All of which were, of course, completely accurate.
Stage One, 1920s to early 1930s:
"This is not just noise."
German Jews, socialists, trade unionists, journalists, pastors, philosophers were already warning that this wasn't just extremism blowing off steam.
They warned that:
> The antisemitism wasn't just wordplay or rhetoric or harmless.
> The violence wasn't random.
> The movement wasn't a flash in the pan.
They warned *at the time* that the street fighting and violence was a *rehearsal*.

(take a look around now)
Outside Germany the minimisers basically said:
"They’re overreacting."
"They’re too close to it."
"They’re understandably emotional."
"They're biased."
"They're communists."
Stage Two, 1933:
"Appointment is the catastrophe."

As soon as Hitler was made Chancellor, exiles and observers warned that this was the decisive moment.
I remember sitting in a library at closing time reading Victor Klemperer's diary entry "Hitler Chancellor. What, up to election Sunday on March 5, I called terror, was just a mild prelude."

They turned off the library lights and I jumped like I had been stabbed.
The 'scaremongers' said that emergency powers would not be temporary, that civil liberties were gone for good, that there was nothing in the system that could stop Hitler.
Outside Germany the minimisers said:
"Surely the civil service will hold."
"Surely the president still has authority."
"Surely he’ll calm down now."
<spoiler alert>
He didn't.
Stage Three, 1933 to 1934:
"This is a dictatorship now."

All of the same earlier warners plus social democrats, and foreign correspondents warned that this was no longer politics.
They said it's too late:
> The independent courts are gone.
> The free press is finished.
> Violence is now policy.
They warned that if this wasn't stopped now, there was now no way back.
Outside Germany they kept up the minimisation:
"At least there’s stability."
"Every country needs order."
"Strong leadership can look ugly."
Stage Four, 1935 to 1937:
"They are telling you exactly what they will do."

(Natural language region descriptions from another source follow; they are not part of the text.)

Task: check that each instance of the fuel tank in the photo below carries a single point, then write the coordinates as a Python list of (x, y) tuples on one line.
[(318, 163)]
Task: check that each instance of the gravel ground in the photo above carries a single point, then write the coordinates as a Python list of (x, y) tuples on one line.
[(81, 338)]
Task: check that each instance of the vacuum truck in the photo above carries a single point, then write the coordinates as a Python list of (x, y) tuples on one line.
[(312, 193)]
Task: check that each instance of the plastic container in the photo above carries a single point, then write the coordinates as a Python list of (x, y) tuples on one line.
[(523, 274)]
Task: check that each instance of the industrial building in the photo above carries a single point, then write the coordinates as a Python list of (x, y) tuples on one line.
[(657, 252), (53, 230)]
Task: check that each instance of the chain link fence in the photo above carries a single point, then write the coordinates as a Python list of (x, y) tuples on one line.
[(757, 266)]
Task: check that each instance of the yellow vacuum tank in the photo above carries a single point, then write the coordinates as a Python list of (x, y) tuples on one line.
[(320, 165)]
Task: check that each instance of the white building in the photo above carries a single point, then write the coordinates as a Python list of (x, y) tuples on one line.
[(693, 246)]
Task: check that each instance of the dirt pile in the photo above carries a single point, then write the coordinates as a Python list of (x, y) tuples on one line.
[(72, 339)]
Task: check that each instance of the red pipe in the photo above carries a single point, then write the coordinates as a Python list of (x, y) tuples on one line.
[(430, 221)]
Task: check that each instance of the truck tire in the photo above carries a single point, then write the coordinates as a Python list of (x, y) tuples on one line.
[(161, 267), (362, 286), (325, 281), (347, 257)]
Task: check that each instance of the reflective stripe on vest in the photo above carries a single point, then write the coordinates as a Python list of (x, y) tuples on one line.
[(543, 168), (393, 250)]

Refugees, aid organisations, and exiled writers warned that the country wasn't at its endpoint, but that every word from their lips told you where it was going.
They warned:
Dehumanisation came first.
Removal comes next.
What follows is even worse.
They documented beatings, property seizures, disappearances, murder.

All state sanctioned.
They begged people to read the laws, listen to the speeches, to *believe* what was being said openly and publicly.
Outside Germany...
"We need more evidence."
"These are one sided accounts."
"Germany denies this."
Stage Five, 1938:
"Appeasement will accelerate the descent into madness"

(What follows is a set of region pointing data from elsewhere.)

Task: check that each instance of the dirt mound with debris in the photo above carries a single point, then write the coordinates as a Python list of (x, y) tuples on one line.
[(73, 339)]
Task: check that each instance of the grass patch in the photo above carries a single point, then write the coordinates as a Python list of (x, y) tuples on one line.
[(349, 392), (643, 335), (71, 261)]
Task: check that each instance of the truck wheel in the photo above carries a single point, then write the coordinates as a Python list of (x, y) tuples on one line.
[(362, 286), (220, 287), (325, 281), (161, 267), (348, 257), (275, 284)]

Critics warned that concessions would not satisfy Hitler, they would embolden him.
They said:
> This is not about borders.
> This is not about fairness.
> This is ideological.
> This is about *power*.
They warned that every concession taught the same lesson to Hitler:
Push harder, go further, no one will stop you, no one can stop you.
Outside Germany the minimisers continued:
"You're being alarmist."
"You’re pushing us toward war."
"You don’t understand German grievances."
It's worth mentioning at this point that the German Reich spent *millions and millions and millions* on swaying overseas opinion via newspapers and politicians directly bought off.
Many of the major minimisers of the time were directly bought and paid for by Nazi cash.
Stage Six (well done to everyone who spotted I had two stage fives in the first half), 1938 to 1939:
"If you close the doors, people will die."

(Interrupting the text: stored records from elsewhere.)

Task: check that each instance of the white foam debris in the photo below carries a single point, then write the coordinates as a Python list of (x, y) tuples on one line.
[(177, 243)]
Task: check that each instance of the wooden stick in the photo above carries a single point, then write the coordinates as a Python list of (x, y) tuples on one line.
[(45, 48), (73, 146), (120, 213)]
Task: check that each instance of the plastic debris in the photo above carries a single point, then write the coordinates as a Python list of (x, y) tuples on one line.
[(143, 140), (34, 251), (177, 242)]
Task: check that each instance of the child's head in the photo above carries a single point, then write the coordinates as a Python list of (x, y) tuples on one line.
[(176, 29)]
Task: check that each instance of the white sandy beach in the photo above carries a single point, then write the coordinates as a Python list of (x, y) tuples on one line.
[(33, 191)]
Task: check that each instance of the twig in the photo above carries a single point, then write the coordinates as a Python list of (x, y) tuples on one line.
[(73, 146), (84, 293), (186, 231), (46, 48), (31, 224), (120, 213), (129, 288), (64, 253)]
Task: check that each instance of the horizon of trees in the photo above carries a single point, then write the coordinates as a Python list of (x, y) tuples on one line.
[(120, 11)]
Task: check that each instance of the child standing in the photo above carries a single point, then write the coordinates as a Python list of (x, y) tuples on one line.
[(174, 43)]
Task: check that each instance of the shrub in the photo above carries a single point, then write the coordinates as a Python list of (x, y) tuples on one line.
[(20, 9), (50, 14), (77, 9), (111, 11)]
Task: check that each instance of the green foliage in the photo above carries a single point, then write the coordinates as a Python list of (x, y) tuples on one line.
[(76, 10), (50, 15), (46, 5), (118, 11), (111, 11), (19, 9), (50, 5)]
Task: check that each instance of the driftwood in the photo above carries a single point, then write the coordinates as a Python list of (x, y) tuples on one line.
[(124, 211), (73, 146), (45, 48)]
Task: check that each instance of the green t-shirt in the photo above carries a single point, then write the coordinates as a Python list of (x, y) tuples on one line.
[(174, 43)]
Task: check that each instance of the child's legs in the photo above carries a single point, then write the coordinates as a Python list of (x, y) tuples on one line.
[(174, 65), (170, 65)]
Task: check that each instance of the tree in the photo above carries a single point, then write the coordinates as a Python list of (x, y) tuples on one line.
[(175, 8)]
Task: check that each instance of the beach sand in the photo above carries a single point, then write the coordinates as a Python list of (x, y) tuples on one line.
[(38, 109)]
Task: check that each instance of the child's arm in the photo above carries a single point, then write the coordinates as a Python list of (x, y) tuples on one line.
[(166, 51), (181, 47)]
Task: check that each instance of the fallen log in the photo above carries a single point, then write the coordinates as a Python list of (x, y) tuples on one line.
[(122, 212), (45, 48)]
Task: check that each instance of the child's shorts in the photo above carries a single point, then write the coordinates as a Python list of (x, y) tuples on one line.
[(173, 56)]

After Kristallnacht, the warnings were blunt, wavering between exhausted and shrill, and desperate.
Refugee advocates said time was running out, aid groups said delay was lethal, journalists said the line had been crossed and there was no way back.
They explicitly warned that death was coming.
Outside Germany:
"We sympathise."
"Our hands are tied."
"This is tragic, but complicated."
The warnings were not unclear, rare, subtle, or hard to understand.

They were dismissed because they were inconvenient, disruptive, demanding, and terrifying.
No one lacked information.
They lacked vision, nerve, and will.
It's a good thing that all this is just ancient history, and that none of it is relevant today, eh?